Greening your dinner table

When you set your table for dinner, you have the opportunity to help save Planet Earth by making one simple change.

How? Use cloth napkins.

On average, each American uses a staggering 2,200 paper napkins a year, none of them recycled. Why not reduce waste (and deforestation) by choosing cloth instead?

Recycla’s family uses cloth napkins with dinner almost every night. Recycla has collected a variety of napkins over the years, and her daughters like to choose which napkins they use each evening. Not surprisingly, the girls skew toward florals.

If you don’t have any cloth napkins, there are lots of inexpensive ways to acquire them:

  • Scout out thrift shops and other second-hand stores.
  • For fancier meals, check out local antique stores for old linen napkins.
  • Does your grandmother have any old napkins she’d like to share?
  • Make your own: If you have any fraying shirts, such as oxford cloth men’s shirts, cut out squares and you’re ready to roll. Hemming the edges is optional.

Some people would argue that using cloth napkins uses resources too — the napkins have to be washed. True, but the overall use of resources is less and the napkins don’t add much bulk to one’s laundry. And, of course, the napkins don’t have to washed after each use. And, no, Recycla does not iron her cloth napkins.

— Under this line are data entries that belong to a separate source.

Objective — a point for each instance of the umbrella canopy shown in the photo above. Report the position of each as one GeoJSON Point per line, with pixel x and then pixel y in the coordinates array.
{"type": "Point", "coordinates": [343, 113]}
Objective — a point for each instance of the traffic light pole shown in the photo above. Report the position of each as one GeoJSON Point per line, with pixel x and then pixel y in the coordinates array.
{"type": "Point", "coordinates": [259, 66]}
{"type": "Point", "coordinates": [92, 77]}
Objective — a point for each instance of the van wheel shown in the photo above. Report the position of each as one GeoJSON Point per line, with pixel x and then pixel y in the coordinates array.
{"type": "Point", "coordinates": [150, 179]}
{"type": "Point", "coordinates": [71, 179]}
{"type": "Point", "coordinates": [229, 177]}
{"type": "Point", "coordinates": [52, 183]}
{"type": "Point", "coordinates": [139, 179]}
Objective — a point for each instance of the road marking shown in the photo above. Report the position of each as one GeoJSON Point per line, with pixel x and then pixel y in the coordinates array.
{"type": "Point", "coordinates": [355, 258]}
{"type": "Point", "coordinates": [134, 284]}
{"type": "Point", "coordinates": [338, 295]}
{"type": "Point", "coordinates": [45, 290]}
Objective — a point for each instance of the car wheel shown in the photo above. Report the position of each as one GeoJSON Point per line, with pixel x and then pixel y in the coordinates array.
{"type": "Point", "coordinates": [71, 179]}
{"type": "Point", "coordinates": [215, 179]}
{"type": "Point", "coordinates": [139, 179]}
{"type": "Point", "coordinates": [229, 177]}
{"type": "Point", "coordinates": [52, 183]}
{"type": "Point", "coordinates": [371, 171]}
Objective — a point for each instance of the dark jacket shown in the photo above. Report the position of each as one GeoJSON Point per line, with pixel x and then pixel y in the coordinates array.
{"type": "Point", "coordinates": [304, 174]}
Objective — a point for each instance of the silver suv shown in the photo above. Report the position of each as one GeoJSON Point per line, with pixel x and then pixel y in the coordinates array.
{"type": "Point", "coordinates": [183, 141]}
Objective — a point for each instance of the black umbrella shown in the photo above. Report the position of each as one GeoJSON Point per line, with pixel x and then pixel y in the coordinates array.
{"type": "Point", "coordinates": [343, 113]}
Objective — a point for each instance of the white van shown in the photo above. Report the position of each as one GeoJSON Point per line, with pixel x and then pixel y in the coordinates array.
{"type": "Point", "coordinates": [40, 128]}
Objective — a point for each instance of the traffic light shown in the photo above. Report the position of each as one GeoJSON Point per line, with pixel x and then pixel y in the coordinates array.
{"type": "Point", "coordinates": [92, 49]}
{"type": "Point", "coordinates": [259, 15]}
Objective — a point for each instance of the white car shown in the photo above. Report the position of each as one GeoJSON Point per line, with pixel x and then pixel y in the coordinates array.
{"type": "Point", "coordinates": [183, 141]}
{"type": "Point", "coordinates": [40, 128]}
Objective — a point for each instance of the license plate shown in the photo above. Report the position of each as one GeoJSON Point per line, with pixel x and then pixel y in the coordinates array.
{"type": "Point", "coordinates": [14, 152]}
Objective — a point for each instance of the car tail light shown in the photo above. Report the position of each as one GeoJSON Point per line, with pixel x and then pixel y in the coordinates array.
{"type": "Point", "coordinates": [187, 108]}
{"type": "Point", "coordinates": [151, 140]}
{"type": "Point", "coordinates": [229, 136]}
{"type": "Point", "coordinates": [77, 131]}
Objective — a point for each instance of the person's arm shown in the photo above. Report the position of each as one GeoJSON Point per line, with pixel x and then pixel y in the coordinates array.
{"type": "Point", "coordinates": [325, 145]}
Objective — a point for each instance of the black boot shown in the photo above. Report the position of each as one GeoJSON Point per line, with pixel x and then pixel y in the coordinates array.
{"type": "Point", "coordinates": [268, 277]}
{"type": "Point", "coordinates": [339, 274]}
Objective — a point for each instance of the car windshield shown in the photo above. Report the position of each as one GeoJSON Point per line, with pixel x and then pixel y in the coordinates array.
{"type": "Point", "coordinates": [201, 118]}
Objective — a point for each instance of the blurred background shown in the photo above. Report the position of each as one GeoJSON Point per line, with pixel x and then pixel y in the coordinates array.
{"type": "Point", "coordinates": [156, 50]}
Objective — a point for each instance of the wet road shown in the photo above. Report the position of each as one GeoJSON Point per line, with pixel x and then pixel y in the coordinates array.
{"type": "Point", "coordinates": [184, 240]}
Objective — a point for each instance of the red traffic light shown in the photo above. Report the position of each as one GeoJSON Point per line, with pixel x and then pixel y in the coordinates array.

Recycla must confess that her family only uses cloth napkins during dinner but not during other meals. Yes, Recycla knows her family should use cloth all the time, but she’s not perfect and she’s trying to make easy changes where possible. When using paper, the family uses recycled unbleached napkins bought at the organic grocery store.  These napkins aren’t pretty, but that’s not the point. By using napkins made from recycled paper, Recycla feels slightly better about her wastefulness.  And, when the family is finished with them, they don’t trash them — instead, they toss them in the compost bin.

If the idea of switching from paper to cloth seems a bit much, ease into it. Use cloth napkins for one meal per week, such as Sunday dinner. Doing so helps cut back a little on waste and we all know that every little bit counts.

5 Responses to Greening your dinner table

  1. I cannot believe anyone would use napkins on a regular basis. That is unheard of in Australia. I am pretty sure most people I know just wipe their mouths on their sleeves. If they are a little classier than that, they would have one wet cloth in the middle of the table for everyone to share, and napkins are something that come out on occasions like christmas!

  2. So true! We don’t “use” napkins, but I keep a basket on the table for when people need them. Cloth does class it up–and the laundry is so insignificant compared to the waste of paper.

  3. I find that my napkins just go in the wash with a regular load. Using cloth doesn’t add to our water use. I used to compost my paper napkins, but using cloth is so much better – and so much more frugal, too.

  4. I love making my own out of vintage fabric

  5. I’ve been using cloth napkins for years. I hate the way paper feels, plus cloth is more elegant. We use them over and over, then wash.

    My husband’s environmental activist parents, however, use paper.

    PS I will never, however, give up my paper kotex. That whole “use a rag and wash it” idea? No. We are civilized.